Stability is the Name of the Game

Another perhaps baffling policy shift by the Chinese government:

China to Limit Exports of Labor-Intensive Products

This title is misleading because in many ways the real shift in policy is to encourage development of industry and investment in the interior:

Manufacturers can be exempted from the exports limit if they shift their production to inland provinces including Shaanxi, Xinjiang and Gansu further away from the Chinese coast, part of a plan by the government to close the income gap between the wealthy coastal cities and the interior, Wang said today.

“Processing trade manufacturers can alternatively move to central or western regions from the south and east coasts to be exempted from the export restrictions,” she said. “Production and labor costs are relatively low.”

If you were a government worried that too many workers had already moved to Guangdong, you too might consider giving incentives for capitalists to build their factories elsewhere.

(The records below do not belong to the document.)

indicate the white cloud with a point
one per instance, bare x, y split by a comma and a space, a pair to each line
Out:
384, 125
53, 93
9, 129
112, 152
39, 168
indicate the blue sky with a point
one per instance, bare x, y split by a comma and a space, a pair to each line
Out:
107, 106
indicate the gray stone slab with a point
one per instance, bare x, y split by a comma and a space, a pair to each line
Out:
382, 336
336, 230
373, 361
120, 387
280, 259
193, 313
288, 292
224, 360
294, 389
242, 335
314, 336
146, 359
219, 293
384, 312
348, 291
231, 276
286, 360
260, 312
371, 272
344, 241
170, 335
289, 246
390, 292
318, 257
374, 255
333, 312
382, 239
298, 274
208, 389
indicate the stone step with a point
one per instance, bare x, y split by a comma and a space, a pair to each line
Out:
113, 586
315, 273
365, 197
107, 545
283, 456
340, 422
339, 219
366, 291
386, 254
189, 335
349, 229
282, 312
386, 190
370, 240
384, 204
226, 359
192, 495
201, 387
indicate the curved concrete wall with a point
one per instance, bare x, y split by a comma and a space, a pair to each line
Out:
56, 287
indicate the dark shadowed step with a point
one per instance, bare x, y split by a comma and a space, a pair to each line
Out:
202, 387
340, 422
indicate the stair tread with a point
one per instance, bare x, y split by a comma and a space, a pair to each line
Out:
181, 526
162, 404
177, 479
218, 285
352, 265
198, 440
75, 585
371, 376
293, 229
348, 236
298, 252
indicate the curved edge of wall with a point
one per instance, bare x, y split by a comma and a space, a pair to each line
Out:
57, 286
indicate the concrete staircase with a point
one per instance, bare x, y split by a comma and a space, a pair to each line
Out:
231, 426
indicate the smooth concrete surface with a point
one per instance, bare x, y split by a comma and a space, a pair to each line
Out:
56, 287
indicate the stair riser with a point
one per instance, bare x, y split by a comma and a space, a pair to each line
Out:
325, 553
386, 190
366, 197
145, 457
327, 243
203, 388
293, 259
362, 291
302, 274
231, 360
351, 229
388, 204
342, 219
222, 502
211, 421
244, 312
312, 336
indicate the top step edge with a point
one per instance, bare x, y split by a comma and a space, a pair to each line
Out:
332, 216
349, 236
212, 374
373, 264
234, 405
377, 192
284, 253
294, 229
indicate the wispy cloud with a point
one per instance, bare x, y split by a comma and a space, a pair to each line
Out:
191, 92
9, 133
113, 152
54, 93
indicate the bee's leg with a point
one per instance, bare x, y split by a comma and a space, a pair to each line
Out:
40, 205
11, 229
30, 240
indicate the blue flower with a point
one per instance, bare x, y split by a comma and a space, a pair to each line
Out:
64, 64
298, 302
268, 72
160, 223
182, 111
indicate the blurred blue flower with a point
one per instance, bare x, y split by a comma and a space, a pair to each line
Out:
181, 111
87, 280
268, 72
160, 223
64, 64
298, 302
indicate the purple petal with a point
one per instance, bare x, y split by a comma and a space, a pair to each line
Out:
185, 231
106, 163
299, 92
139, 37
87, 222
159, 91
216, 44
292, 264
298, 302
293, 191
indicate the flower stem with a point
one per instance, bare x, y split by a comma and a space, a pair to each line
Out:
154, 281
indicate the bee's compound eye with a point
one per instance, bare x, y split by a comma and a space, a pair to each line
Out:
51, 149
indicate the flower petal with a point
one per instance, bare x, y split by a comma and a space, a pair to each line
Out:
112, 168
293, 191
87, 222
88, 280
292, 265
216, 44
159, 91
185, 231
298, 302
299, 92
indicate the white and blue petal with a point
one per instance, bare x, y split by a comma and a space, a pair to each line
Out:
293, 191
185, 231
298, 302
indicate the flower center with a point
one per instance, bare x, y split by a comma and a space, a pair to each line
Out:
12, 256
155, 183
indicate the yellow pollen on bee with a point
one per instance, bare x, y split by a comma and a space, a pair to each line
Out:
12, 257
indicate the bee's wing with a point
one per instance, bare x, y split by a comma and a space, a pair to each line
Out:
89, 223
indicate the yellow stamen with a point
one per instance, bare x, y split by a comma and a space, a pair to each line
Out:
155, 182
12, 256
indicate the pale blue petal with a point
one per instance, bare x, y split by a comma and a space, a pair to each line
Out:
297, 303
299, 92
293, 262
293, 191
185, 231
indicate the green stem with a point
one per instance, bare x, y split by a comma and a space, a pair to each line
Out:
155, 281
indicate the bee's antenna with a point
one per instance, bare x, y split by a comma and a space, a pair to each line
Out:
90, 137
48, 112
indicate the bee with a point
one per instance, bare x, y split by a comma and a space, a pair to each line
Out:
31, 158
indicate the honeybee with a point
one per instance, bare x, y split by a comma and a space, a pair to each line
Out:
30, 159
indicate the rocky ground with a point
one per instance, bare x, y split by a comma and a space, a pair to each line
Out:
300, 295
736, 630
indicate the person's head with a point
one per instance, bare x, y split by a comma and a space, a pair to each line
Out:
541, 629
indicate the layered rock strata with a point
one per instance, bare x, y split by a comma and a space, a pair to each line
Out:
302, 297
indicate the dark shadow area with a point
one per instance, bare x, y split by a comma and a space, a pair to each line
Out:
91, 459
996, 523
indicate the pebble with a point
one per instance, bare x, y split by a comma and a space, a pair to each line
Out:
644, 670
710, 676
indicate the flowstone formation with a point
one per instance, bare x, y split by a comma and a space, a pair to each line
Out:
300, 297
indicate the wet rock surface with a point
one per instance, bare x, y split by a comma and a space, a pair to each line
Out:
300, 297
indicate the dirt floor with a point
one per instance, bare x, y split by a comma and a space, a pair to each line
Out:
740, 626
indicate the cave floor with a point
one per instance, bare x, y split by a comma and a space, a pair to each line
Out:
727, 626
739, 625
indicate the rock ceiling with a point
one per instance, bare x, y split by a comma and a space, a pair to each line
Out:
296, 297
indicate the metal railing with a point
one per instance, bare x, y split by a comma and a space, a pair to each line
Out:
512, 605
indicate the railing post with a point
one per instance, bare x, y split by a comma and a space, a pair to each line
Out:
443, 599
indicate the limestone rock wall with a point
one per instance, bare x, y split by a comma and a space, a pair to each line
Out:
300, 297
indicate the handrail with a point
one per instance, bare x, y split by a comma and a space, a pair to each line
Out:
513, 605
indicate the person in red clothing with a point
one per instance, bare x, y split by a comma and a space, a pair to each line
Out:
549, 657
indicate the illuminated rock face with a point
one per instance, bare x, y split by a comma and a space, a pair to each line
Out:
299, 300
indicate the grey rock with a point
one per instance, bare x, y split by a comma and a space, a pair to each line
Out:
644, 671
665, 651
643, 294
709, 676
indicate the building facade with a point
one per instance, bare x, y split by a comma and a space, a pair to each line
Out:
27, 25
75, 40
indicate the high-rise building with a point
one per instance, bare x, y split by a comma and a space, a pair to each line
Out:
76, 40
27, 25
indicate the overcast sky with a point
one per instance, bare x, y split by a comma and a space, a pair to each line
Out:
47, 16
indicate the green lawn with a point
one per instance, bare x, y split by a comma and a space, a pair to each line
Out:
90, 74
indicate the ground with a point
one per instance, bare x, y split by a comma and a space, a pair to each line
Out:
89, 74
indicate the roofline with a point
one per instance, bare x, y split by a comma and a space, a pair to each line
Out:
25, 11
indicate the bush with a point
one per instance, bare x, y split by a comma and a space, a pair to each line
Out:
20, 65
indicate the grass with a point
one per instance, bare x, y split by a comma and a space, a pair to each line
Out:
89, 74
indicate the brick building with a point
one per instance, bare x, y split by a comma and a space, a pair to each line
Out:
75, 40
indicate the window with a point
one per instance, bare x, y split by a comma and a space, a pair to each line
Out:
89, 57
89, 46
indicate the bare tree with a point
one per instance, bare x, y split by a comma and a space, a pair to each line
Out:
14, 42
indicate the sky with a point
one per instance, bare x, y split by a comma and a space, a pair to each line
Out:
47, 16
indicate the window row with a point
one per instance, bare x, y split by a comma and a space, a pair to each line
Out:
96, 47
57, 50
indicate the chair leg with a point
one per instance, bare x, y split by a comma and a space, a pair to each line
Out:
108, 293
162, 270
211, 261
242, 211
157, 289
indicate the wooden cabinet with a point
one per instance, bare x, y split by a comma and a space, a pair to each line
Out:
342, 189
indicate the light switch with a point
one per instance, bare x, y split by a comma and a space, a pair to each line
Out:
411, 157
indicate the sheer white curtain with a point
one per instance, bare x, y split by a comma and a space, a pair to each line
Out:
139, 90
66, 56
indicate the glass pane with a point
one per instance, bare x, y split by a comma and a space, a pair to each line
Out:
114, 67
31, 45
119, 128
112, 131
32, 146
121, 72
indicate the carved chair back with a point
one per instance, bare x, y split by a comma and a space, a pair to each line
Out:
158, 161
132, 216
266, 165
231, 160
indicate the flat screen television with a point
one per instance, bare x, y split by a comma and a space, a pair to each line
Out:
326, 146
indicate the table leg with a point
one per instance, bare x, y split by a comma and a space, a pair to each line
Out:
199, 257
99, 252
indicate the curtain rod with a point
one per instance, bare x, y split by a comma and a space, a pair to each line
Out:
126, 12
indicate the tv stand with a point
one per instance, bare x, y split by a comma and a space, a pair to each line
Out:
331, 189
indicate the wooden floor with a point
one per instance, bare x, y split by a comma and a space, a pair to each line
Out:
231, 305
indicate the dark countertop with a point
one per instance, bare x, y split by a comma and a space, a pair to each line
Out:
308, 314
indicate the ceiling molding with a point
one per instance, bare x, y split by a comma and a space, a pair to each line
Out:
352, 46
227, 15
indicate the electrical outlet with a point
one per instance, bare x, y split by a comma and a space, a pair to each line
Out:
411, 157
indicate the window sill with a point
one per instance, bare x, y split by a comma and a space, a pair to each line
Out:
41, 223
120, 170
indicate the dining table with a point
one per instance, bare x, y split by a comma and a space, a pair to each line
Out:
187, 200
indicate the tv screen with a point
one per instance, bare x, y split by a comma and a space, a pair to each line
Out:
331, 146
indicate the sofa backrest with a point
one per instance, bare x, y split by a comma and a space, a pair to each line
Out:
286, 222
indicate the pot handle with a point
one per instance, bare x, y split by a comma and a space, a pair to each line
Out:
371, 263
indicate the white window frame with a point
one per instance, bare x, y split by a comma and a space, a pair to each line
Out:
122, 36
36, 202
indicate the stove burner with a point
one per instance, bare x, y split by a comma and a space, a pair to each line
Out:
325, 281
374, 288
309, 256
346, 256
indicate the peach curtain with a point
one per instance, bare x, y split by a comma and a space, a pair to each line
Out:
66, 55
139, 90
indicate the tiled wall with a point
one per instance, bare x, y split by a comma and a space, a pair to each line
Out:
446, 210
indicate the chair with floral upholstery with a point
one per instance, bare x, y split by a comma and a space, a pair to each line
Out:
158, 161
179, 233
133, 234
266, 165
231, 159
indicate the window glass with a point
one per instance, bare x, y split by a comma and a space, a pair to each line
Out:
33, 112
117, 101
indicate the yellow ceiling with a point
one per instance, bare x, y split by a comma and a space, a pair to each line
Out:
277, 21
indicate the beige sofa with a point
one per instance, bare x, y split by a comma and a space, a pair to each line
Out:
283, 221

Regional inequality is a threat as China-on-the-coast looks increasingly like a different country than China-in-the-interior. Encouraging development in the interior could take two forms: incentives to invest there (and it has to some extent) or of increasing costs on the coast. Choosing the latter means that the companies pay the cost rather than the government. Either companies pay the fees, filling central coffers to finance transfers to the interior, or there are new factories in the interior.

China is not trying to maximize growth or profits or anything. China doesn’t act. The PRC government tries to maximize the chances that the CCP stays in power, and that means ensuring social stability, in the short and long term.